Homer was a storyteller, a poet. He was a performer, not a historian. The Homeric heroic poems may not have even been considered high art in their day. That’s not to say they are not artful – there is incredible talent in the creation, memorization, and performance of the poems. Homer, like Mr. Stone, has a studied technique, a masterful presentation. And, like Oliver Stone’s story, there are side tales of morality, of belief, of friendship, of love from which we might draw some reasonable conclusions about the values and beliefs of the characters. But these are characters and this is a fictional story.

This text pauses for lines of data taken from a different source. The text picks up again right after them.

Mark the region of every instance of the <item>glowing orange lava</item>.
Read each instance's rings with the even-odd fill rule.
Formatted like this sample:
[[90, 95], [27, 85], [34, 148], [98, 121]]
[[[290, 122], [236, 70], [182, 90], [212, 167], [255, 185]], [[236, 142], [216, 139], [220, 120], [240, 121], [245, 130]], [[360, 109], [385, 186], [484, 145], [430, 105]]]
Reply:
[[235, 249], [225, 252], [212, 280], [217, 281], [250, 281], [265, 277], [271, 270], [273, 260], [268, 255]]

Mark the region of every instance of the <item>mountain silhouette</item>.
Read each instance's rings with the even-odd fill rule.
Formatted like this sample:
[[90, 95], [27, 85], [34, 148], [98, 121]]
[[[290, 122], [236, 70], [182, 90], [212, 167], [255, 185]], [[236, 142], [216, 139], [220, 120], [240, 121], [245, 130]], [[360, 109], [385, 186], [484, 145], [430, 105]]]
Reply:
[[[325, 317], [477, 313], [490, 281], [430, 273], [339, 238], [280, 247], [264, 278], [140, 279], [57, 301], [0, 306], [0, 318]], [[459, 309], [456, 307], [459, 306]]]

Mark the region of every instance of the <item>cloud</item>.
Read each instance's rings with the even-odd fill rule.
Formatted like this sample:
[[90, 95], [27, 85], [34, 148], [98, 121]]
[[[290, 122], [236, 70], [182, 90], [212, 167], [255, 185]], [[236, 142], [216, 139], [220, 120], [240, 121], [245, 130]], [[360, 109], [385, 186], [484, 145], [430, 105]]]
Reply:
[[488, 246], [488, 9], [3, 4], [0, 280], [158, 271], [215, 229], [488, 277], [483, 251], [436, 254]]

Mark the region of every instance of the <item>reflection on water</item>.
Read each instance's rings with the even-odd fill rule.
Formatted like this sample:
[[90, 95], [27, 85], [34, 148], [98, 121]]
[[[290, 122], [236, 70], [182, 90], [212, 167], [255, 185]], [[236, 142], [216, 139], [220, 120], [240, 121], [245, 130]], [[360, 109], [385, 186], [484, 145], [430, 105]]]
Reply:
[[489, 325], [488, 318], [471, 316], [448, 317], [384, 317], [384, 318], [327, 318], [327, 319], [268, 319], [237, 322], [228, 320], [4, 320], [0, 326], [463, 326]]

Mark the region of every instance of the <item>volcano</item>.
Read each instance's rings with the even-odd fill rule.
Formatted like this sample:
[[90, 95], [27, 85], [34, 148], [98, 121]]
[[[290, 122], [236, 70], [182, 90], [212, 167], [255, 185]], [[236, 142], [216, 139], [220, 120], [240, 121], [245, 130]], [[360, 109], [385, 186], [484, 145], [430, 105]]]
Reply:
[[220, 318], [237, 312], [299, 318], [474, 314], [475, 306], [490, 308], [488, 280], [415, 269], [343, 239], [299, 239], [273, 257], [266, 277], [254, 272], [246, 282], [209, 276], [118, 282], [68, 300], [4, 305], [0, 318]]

Let’s not forget that even though archeologists have discovered and excavated what is probably “Troy,” there is no evidence of a decimating battle between the Achaeans and the Trojans. There is no evidence that any of the heroes of the epics ever existed. And even Hesiod, a contemporary of Homer’s, complains that Homer’s depiction of the gods in the lives of the Bronze Age heroes takes into account little of what people likely believed at the time.
Oh, shoot, that’s right. I forgot all about the gods! Maybe I should be comparing the epics to the latest Superman, Batman or Ironman flick instead of a straight-up action movie. Oh, well, listen: Just pass the popcorn and pour me a large fountain drink – I’m sitting back and cracking open The Ilaid tonight, ready to be entertained.
I think this thought exercise clearly reveals the basic consideration of all critical analysis of literature: does the text as accurately as possible reflect the vast complex messiness of the culture in which we live?